Before I’d seen it for myself, Decision to Leave was my horse in the race for the Palme d’Or. Last year’s Cannes Film Festival was only another opportunity to proclaim my love for Park Chan-wook, a love that hasn’t abated even after a less-than-stellar entry in his catalogue. But I remember reading the list of award winners, and noting that while he won Best Director — and that is one of the best directed films of 2022, for sure — the grand prize went to something called Triangle of Sadness?! Not the best introduction of movie to prospective moviegoer.
Now having seen Triangle of Sadness, I’m still not sure how it stacks up to Decision. While destined to revisit Park’s film in the future, I didn’t get a sense for hidden depths within Triangle. However, the highs were higher, and while the first two-thirds aren’t fantastic (the film is split into three chapters), the final third does something important.

Triangle of Sadness is the movie easily pitched as “the one where rich people throw up on a yacht.” Indeed, there’s an extended sequence where the worst/best episode of Below Deck plays out, and while it’s amusing and even sometimes shocking, the film threatens to reduce its satire to poop jokes. It’s no doubt that critics compared it unfavorably to the director Ruben Östlund’s previous, more subtle film, The Square.
There’s a yacht full of rich people, and it falls victim to bad seafood before being boarded by pirates. The subsequent explosion leaves a small group of survivors to wash up on a desert island, which is where things get proverbial indeed.

The movie made a bad first impression on me by starting its story as far from the actual starting point as possible. It’s almost two hours before we even see the island. Instead, we spend a lot of time with a young couple, two models whose modeling world is preaching about having achieved gender equality. In retrospect, I’m not sure what the story actually is, so perhaps it was an unfair criticism.
By the time we’re on the boat, a telling scene in which a yacht patron pressures a crewmember to dip into the Jacuzzi (with sexual overtones) reiterates this theme of achieved equality. “Everyone’s equal,” the patron says, wine glass aloft. Therefore, what’s your problem with joining me in the water? It’s a weaponization; an idea important to the marginalized has become an empty buzzword.
Upon the island, we see that the only character with survival skills is Abigail, a Hispanic custodial worker whose specific job is “cleaning toilets.” And we saw how bad those toilets were. She can catch fish (octopus, in this case) and cook, as well as build a fire and create a shelter. Everyone relies on her for survival. Like with Parasite, what’s important isn’t the point itself, but how the point is made. When Paula asks why Abigail is taking half the octopus she caught and cooked if we’re all equal now, you feel it. “That’s such bullshit” is the only logical response.

And that’s the kind of response you need for when real-world inequalities are sold as normal.
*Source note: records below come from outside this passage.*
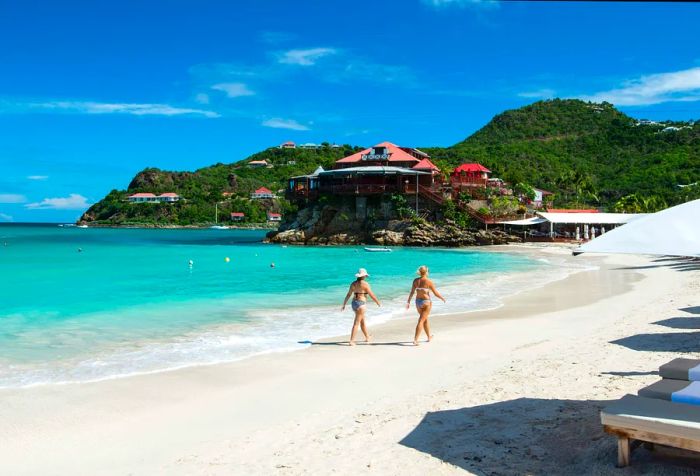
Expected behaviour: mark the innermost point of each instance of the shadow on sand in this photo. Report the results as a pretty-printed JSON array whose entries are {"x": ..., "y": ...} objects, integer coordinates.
[
  {"x": 667, "y": 342},
  {"x": 677, "y": 263},
  {"x": 347, "y": 343},
  {"x": 535, "y": 436},
  {"x": 680, "y": 323}
]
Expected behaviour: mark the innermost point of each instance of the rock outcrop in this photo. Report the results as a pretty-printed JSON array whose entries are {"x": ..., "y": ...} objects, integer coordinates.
[{"x": 335, "y": 225}]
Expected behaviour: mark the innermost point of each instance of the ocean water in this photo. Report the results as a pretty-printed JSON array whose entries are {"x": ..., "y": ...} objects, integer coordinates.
[{"x": 87, "y": 304}]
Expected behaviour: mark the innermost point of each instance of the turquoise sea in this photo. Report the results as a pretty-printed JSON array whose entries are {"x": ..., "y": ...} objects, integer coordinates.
[{"x": 84, "y": 304}]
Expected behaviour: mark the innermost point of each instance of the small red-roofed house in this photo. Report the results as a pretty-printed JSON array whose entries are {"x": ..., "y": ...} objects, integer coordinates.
[
  {"x": 168, "y": 197},
  {"x": 143, "y": 198},
  {"x": 262, "y": 192}
]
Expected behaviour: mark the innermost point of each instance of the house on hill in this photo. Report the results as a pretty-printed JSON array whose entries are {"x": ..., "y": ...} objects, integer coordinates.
[
  {"x": 168, "y": 197},
  {"x": 383, "y": 168},
  {"x": 262, "y": 192}
]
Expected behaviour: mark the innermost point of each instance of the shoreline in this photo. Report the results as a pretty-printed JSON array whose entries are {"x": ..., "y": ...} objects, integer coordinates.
[
  {"x": 397, "y": 315},
  {"x": 306, "y": 412}
]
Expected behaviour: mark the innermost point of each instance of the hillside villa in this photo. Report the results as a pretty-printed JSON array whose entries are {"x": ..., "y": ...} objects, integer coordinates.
[
  {"x": 168, "y": 197},
  {"x": 262, "y": 192}
]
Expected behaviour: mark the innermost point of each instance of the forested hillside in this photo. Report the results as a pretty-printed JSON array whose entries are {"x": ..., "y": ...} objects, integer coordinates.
[{"x": 587, "y": 154}]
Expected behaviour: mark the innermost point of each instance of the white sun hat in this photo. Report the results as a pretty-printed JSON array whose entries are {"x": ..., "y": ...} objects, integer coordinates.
[{"x": 361, "y": 273}]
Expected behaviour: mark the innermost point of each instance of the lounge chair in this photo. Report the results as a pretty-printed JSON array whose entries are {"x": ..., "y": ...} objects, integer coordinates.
[
  {"x": 681, "y": 369},
  {"x": 635, "y": 419},
  {"x": 679, "y": 391}
]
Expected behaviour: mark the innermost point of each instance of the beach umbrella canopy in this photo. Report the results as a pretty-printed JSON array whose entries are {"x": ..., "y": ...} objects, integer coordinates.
[{"x": 674, "y": 232}]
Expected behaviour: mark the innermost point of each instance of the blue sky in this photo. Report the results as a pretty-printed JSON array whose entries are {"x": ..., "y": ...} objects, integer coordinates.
[{"x": 91, "y": 92}]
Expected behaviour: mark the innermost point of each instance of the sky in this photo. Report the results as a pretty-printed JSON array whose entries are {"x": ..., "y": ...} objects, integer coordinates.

Yesterday, The Washington Post published an opinion piece entitled, “On student loans, conservatives turn ‘fairness’ upside down,” written by Paul Waldman. Reading it, I was immediately reminded of the 1%’s post-equality world in Triangle of Sadness.
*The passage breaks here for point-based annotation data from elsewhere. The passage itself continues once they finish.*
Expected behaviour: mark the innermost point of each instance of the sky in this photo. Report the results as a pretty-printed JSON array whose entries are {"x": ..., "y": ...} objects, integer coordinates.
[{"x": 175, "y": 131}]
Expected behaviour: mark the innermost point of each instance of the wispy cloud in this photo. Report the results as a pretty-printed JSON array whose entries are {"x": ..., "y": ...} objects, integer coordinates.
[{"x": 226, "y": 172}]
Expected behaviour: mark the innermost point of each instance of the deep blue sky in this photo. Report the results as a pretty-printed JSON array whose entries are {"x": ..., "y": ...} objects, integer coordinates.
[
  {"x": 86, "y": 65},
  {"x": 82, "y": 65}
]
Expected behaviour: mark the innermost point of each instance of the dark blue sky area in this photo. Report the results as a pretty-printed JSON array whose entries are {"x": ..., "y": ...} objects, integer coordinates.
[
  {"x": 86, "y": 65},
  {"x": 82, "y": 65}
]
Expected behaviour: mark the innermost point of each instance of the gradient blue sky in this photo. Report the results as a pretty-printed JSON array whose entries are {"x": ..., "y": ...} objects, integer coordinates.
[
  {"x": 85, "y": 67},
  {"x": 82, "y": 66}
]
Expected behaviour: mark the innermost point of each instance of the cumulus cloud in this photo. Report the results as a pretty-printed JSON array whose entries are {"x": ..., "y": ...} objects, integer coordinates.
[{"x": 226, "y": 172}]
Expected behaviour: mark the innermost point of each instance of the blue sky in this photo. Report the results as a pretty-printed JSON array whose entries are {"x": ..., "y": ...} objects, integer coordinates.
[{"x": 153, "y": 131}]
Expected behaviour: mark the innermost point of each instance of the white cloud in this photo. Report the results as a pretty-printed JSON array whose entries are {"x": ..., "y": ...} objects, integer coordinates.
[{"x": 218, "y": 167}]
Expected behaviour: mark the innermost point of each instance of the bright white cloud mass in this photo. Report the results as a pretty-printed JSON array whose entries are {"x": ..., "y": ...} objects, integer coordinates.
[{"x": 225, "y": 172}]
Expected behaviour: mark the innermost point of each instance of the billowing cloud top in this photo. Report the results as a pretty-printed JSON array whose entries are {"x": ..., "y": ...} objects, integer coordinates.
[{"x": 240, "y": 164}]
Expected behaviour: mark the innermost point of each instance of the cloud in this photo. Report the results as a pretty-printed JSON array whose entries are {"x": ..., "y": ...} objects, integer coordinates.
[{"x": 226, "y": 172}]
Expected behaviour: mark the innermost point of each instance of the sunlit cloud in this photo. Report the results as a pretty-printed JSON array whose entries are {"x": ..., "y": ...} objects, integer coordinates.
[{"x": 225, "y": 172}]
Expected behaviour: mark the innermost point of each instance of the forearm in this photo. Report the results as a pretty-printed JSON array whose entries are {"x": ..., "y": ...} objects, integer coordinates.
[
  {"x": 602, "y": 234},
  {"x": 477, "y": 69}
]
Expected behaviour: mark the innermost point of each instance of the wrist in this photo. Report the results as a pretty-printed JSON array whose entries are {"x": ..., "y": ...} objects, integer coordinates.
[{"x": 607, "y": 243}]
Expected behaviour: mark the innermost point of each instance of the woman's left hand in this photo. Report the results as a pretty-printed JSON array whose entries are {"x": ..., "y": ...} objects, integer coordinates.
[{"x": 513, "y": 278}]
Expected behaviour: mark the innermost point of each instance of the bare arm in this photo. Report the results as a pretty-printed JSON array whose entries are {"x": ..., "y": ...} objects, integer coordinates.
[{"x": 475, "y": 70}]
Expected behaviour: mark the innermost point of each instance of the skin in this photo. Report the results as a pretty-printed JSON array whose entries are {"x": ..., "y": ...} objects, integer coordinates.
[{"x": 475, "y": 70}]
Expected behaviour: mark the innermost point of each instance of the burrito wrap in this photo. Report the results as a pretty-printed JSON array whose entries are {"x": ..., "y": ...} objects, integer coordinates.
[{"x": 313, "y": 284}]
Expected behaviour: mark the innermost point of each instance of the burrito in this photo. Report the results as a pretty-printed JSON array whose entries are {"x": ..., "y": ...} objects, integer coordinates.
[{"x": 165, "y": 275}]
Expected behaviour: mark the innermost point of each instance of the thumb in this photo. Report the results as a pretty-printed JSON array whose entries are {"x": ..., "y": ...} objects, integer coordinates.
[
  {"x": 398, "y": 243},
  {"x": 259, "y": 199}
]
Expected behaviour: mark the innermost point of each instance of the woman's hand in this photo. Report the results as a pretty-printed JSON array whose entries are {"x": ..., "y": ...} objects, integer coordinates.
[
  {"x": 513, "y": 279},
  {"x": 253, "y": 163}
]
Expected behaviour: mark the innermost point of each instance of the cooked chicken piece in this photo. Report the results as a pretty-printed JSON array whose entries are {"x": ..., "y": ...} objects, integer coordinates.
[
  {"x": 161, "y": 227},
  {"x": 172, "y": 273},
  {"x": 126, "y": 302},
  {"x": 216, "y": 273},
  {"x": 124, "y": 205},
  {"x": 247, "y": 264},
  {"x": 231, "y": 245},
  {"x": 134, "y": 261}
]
While the legal questions concerned standing, legislative language and limits on executive power, the conservative justices repeatedly redirected the discussion toward fairness — namely, whether by helping millions of student loan borrowers the administration had been unfair to somebody else.
These same justices, and the party they come from, seem to rouse themselves to fret about fairness only when those who don’t ordinarily get a lot of breaks — people struggling with debt or who need help feeding their families — are given a government benefit. When that happens, the fairness police of the right turn on their sirens, usually with the argument that someone else’s gain must be your loss — even if you didn’t actually lose anything.
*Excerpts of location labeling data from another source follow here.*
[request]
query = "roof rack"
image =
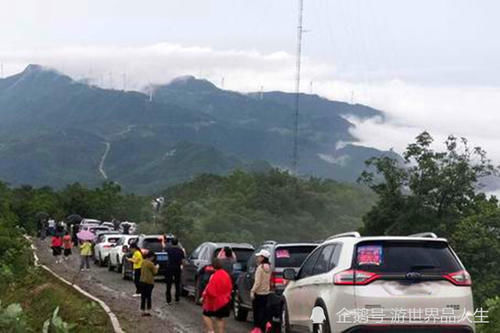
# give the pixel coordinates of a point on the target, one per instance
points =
(424, 235)
(354, 234)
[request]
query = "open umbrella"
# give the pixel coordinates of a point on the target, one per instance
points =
(85, 235)
(73, 219)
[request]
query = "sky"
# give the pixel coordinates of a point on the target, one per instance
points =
(429, 64)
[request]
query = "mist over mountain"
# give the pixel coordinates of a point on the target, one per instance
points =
(54, 130)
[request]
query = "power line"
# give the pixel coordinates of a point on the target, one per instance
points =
(297, 89)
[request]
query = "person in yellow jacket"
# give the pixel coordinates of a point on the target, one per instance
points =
(85, 253)
(137, 261)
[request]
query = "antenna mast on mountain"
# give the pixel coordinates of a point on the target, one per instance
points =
(297, 89)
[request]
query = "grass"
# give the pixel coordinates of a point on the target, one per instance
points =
(39, 293)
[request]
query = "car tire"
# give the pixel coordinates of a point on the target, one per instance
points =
(197, 292)
(110, 268)
(326, 324)
(240, 313)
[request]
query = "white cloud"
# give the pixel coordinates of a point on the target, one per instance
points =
(441, 109)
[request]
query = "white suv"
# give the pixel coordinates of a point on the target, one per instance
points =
(102, 247)
(385, 284)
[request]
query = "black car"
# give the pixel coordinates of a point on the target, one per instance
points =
(283, 255)
(147, 243)
(198, 267)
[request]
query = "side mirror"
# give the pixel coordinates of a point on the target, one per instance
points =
(289, 274)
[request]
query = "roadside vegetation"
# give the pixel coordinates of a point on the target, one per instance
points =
(428, 190)
(440, 191)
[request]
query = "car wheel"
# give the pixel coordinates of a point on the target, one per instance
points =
(326, 323)
(110, 268)
(240, 313)
(197, 292)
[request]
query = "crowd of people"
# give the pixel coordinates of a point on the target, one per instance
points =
(216, 296)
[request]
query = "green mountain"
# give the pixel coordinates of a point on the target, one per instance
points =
(54, 130)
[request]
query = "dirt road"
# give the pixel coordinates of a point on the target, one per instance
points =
(117, 293)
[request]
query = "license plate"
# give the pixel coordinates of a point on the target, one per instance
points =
(161, 257)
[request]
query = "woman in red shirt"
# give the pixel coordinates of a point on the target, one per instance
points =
(217, 298)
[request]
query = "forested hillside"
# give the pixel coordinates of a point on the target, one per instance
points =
(255, 207)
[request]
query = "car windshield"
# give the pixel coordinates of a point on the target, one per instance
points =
(292, 256)
(404, 257)
(153, 244)
(242, 254)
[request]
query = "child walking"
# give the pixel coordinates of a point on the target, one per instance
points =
(85, 253)
(148, 272)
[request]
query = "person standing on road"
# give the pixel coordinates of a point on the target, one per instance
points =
(67, 244)
(56, 246)
(173, 272)
(216, 298)
(137, 261)
(85, 253)
(228, 259)
(148, 272)
(261, 290)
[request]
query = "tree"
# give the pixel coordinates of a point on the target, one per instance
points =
(428, 190)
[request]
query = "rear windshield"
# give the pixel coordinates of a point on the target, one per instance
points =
(242, 255)
(291, 256)
(153, 244)
(404, 257)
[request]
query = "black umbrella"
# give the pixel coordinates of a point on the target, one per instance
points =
(74, 219)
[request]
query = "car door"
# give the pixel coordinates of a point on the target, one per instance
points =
(315, 284)
(295, 290)
(191, 266)
(246, 281)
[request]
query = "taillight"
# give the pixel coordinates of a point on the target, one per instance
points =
(460, 278)
(277, 281)
(355, 277)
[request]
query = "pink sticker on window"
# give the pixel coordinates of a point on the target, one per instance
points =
(370, 255)
(283, 253)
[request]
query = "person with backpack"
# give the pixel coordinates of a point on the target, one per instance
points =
(148, 272)
(216, 299)
(261, 290)
(137, 265)
(85, 254)
(67, 245)
(56, 246)
(173, 271)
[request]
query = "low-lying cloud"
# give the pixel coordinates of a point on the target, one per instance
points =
(471, 111)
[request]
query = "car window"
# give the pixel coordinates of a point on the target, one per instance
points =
(242, 255)
(405, 256)
(334, 260)
(196, 253)
(204, 253)
(323, 263)
(307, 267)
(153, 244)
(291, 256)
Paul Waldman, The Washington Post
It’s my sincere hope that people who saw Triangle of Sadness are looking at this now and saying, “That’s such bullshit.”
And that’s what I’m always looking for in satire. A movie like Don’t Look Up only points out that Republicans are dumb, as if it were a novel discovery, prompting my concern that it doesn’t instead equip us with something. Well, I finally have my knight in shining armor in Triangle of Sadness — but is that enough? For the weight of everything the film has won?
Something to chew on. With The Woman King left out of the Oscar race, and RRR never even submitted, I suppose Triangle of Sadness is my horse for Best Picture? I still have to see Women Talking and All Quiet on the Western Front (Elvis, Top Gun, Avatar, I’m calling those a wash). And honestly, I’d be happiest to see it go to Everything Everywhere All at Once, just because it’s such a good underdog story.